Quote:
Originally Posted by tankmjg24
High School Varsity game. R1 attempts to steal second and is tagged out on a very close play. He slid head first to the back side of the bag and was tagged right on the hand as he was arriving at the base. Upon me signaling an out he gets up on his knees and outstretches his arms and says "Are you kidding me" followed by a "that's bullsh*t". I eject him at this point. The player begins asking what he did wrong and that he was talking to the shortstop and not me. His comments were loud enough that I could easily hear them and in no doubt directed towards me in my opinion. The first base coach who is the assistant wants an explanation. I begin to explain to him and before I can the head coach has come over from the third base box. I was starting to get somewhat double teamed so I backed off the assistant at this point and only spoke to the head coach. I explained to the head coach my reasoning and all he kept saying was that his player was not talking to me but the shortstop as they play on the same travel team and are good friends and that I was too quick to eject and should have gave a warning. Things eventually simmer down and the game continues.

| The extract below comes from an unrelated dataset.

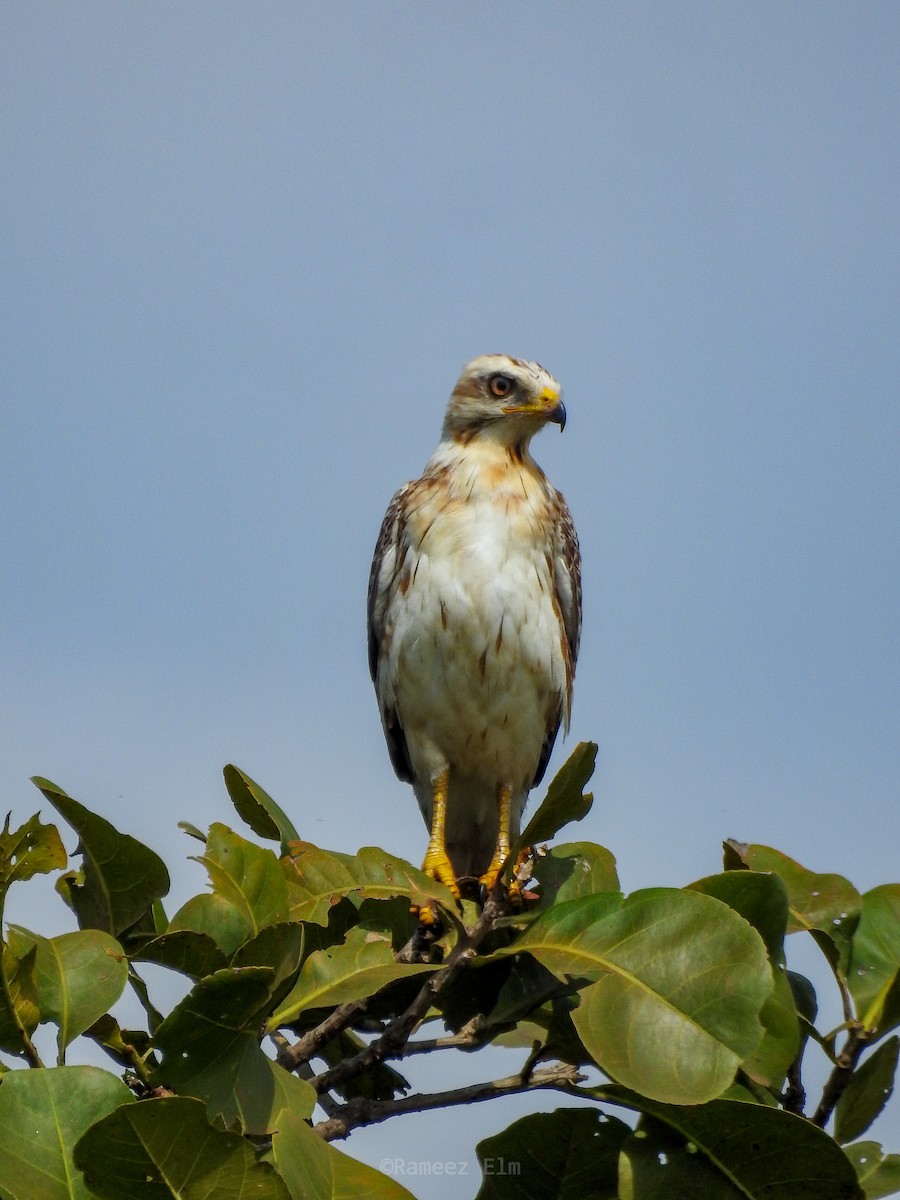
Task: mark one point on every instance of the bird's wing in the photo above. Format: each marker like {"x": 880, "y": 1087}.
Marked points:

Fast-forward an inning and in between innings the head coach comes back over to me as he wants to explain the whole story as he says. He starts with that I was too quick on the ejection and that the shortstop said bull**** first because even he thought the runner was safe. I told him we were not going to discuss it and his reply was that if I was going to have rabbit ears that I should at least be able to hear the other team too. I again tell him that we are not going to discuss it further and he goes back to his dugout saying that he just wanted me to know the entire story.

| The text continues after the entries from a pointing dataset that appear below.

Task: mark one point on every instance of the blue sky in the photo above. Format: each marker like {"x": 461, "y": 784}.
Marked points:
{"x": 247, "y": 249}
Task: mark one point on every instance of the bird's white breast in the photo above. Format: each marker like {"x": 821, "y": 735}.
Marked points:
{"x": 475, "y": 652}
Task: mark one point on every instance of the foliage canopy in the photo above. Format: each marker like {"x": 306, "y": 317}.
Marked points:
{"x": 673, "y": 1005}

So now that story time is over, I have four questions. 1st, do you all thing that I was too quick to eject and should have instead gave a warning? 2nd, would you have ignored the assistant coach and waited on the head coach or would you have tried to explain as I did. 3rd, when the coach came out in between innings would you have ejected him for his comments or how would you have handled the situation. 4th, when explaining to the coach what his player said, would you have used the actual phrase? The two things I was taught to never do was curse or be out of uniform. I repeated what the player said as to me this was the easiest way to explain.
Thoughts and thanks.
|
Like Dash said, good EJ on the runner, and you should have sent the water boy, er, assistant coach back to his little box, as he had no business approaching you about a judgment call. I differ from Dash, and side with Mr. Umpire, in that the coach returned to "tell you the whole story" (my a$$) and then made some crap up to try to cover his mouthy player's a$$. That would have at the least put him on the short list for leaving. Then, he called you rabbit ears, at which time he should have been sent packing. He is saying that you shouldn't hear a clearly audible remark directed in your general direction. That's not rabbit ears, that's called listening. Rabbit ears is when you react to general grousing and dugout banter and let it affect you, not when you are being cursed. Since when do these punk high school kids get away with swearing? I would have been ejected when I played, and then my dad would have beat my a$$ good when I got home. Kids nowadays.